In speaking with the municipal police departments and sheriff’s offices, I learned they had a designation called “domestic disturbance” which was more specific for our data gathering. In one municipality of Thurston County the police chief told me, “There is no need to look over our ledger because that’s not a problem in this town.” Most of the police and sheriffs reported the same approach to these calls. They described taking the perpetrator out of the home to “walk him around the block” or “sit and cool off in the squad car” with admonitions to “stop doing that”—whatever that was—and send them back into the house warning they better not hear about his happening again. No one went to jail in those years unless there was extreme assaultive behavior requiring hospitalization. Some of us on the Task Force actually thought we should become policewomen to work on this from within law enforcement. 

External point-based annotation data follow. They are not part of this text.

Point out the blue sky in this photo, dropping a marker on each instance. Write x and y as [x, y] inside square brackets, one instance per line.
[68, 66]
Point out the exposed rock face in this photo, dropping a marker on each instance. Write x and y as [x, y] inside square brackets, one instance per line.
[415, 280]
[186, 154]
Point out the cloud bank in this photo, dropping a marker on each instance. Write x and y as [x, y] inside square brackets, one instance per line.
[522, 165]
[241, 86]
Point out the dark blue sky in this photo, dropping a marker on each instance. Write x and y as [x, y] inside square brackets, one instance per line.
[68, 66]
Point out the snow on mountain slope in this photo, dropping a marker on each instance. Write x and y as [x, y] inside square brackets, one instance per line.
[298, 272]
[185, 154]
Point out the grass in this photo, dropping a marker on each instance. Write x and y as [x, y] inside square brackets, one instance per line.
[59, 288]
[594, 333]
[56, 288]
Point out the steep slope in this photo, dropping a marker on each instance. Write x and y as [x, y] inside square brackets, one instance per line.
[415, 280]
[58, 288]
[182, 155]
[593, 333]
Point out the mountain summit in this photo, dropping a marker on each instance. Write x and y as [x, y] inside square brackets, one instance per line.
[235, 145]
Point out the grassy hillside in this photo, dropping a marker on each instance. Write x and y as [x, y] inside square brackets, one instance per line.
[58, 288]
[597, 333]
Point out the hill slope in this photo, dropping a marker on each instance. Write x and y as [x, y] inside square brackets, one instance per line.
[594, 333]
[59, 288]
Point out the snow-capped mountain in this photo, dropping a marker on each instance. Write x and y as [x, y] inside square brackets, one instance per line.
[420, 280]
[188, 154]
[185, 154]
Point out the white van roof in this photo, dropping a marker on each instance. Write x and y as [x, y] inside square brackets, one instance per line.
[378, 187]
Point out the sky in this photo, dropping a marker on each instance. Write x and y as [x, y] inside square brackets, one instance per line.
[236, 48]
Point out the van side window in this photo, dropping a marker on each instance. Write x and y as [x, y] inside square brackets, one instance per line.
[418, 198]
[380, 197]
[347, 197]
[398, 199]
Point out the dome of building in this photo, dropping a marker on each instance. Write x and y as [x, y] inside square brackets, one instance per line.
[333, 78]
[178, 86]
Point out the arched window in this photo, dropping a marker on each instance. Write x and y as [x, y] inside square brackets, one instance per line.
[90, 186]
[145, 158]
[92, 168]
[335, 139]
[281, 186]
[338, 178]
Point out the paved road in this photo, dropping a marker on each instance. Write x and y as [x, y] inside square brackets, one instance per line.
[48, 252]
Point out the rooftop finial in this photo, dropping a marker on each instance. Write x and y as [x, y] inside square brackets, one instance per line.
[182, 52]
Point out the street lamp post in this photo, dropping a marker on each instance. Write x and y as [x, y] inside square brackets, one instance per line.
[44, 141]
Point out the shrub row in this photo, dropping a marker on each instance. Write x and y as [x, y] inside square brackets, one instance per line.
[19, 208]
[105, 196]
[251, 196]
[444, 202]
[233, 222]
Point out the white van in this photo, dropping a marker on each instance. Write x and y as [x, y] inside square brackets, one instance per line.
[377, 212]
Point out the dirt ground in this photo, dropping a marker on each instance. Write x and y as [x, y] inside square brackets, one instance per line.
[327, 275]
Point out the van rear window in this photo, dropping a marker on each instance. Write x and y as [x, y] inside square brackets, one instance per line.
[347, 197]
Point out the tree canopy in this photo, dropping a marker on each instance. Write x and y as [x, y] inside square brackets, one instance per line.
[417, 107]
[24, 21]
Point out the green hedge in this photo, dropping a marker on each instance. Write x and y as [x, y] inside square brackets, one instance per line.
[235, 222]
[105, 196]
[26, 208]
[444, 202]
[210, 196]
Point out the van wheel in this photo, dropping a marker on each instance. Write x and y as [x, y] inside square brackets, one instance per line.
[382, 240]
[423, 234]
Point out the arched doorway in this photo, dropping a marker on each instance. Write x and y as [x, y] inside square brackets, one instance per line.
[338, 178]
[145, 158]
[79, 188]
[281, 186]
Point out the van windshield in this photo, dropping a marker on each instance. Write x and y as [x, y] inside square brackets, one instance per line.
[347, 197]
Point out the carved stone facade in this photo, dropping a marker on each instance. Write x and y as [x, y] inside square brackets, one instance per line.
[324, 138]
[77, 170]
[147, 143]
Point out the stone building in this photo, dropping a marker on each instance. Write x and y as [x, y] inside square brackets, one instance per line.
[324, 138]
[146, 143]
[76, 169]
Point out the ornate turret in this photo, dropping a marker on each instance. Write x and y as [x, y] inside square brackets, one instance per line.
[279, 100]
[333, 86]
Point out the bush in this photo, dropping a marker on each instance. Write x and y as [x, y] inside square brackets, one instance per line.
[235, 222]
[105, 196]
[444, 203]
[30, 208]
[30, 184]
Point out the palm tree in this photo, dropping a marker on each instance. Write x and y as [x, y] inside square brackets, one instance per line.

When our report was completed, we were well established as a program of the YWCA. Eventually we merged with the local Rape Relief program, also under the YW umbrella. Local women politicians and community leaders opted to get in on this growing part of the women’s movement. The Task Force was disbanded when the shelter project became “legit.” A new name was attached: “SafePlace.”

As funding rolled in for the shelter and an actual facility was established, women committed to feminism and anti-oppression kept SafePlace operating as a collective, non-hierarchical, anti-oppression organization for over twenty-five years. When the shelter movement began morphing into a program beholden to governmental agencies and grant funders, the element of the work being social justice activism shifted to standard social service agency policies and procedures. Eventually, the board for SafePlace hired an executive director and the collective model was disbanded. The end of an era.